Deceitful Atlantic Wire Piece Accuses Boehner Of Saying ‘’Out Loud He Hopes’’ Blacks, Latinos Don’t Vote
Aug 27, 2012 No Comments ›› Pat Dollard
(Mediaite) On Monday, The Atlantic Wire’s Elspeth Reeve published a dramatically misleading piece that spun a response by House Majority Leader Rep. John Boehner (R-OH) to a question about the economy into the unwitting exposure of his outright racism. The headline of Reeve’s post reads “Boehner Says Out Loud He Hopes Blacks and Latinos ‘Won’t Show Up’ This Election,” and the body of the piece backs up this assertion. But the quote in question reveals no such sentiment by Boehner.
Boehner’s offending quote was made when he took questions during a Christian Science Monitor luncheon in Tampa on Monday. Boehner was asked about several demographic groups – notably, women, African Americans and Latinos — that polls have suggested are going to turn out to vote against his party in November unless the dynamics of the presidential race change.

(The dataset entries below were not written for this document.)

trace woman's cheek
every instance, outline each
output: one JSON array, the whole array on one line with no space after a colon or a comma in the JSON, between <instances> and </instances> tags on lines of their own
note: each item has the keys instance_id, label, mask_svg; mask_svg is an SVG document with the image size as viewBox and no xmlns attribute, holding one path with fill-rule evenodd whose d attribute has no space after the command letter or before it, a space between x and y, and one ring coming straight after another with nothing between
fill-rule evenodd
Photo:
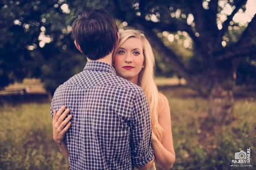
<instances>
[{"instance_id":1,"label":"woman's cheek","mask_svg":"<svg viewBox=\"0 0 256 170\"><path fill-rule=\"evenodd\" d=\"M121 60L118 56L116 56L114 58L114 65L116 69L118 69L119 67L122 65Z\"/></svg>"}]
</instances>

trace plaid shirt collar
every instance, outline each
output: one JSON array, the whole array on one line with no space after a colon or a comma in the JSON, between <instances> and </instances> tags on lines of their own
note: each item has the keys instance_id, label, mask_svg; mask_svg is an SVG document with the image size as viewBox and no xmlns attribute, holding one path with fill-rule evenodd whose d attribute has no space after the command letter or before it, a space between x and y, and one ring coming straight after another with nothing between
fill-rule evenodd
<instances>
[{"instance_id":1,"label":"plaid shirt collar","mask_svg":"<svg viewBox=\"0 0 256 170\"><path fill-rule=\"evenodd\" d=\"M84 68L84 70L98 70L102 71L108 72L115 75L116 72L114 68L106 62L97 61L91 61L87 62Z\"/></svg>"}]
</instances>

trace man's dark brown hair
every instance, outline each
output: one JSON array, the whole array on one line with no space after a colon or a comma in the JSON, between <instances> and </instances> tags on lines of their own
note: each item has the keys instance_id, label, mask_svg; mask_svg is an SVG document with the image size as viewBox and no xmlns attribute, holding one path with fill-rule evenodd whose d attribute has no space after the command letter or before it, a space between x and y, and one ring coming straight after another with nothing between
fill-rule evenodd
<instances>
[{"instance_id":1,"label":"man's dark brown hair","mask_svg":"<svg viewBox=\"0 0 256 170\"><path fill-rule=\"evenodd\" d=\"M114 18L97 9L84 11L72 25L72 36L86 57L96 60L108 54L117 40Z\"/></svg>"}]
</instances>

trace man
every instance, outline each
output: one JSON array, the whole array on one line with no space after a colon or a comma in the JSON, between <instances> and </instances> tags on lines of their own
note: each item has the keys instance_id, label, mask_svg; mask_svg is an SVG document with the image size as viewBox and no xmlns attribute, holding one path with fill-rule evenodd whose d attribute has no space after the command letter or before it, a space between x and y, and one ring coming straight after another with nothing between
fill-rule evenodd
<instances>
[{"instance_id":1,"label":"man","mask_svg":"<svg viewBox=\"0 0 256 170\"><path fill-rule=\"evenodd\" d=\"M52 116L65 105L73 116L64 142L55 140L70 169L148 168L154 161L148 105L142 89L111 65L119 40L114 19L101 10L84 11L72 35L88 62L56 89L51 108Z\"/></svg>"}]
</instances>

Boehner replied that the state of the economy is likely to keep many of those voters from casting their ballots for President Barack Obama. He said that those voters were just as likely to stay home on Election Day as they were to vote against the GOP:
“This election is about economics,” Boehner said. “These groups have been hit the hardest. They may not show up and vote for our candidate but I’d suggest to you they won’t show up and vote for the president either.”
I read that sentence several times to determine whether or not my jaded antipathy towards the oft-played race card had blinded me to the obvious animus contained within. I did not see it. Nowhere in Boehner’s statement is there a hint of “hope.”
Even in Talking Points Memo’s write up by Benjy Sarlin, whose piece Reeve quotes, published Boehner’s comments under the headline “Boehner: The Economy Still Trumps All — No Matter What.”
Reeve attempts to back up the misleading headline with spurious and otherwise unrelated references to voter identification laws in Pennsylvania and Ohio’s restrictions on early voting that are purportedly discriminatory towards African American voters.
Reeve quotes an email from Franklin County, Ohio, Republican party Chairman Doug Priesse who addressed new early voting restrictions in the Buckeye State in a recent email. Again, Reeve determines that Chairman Priesse “indicated restrictions on early voting hours and voter ID laws were meant to keep blacks from voting.”
Judge for yourself:
“I guess I really actually feel we shouldn’t contort the voting process to accommodate the urban — read African-American — voter-turnout machine… Let’s be fair and reasonable.”
Prior to reading Reeve’s illuminating article, I would have considered the words “fair” and “reasonable” to be rather non-discriminatory. How hopelessly naïve of me.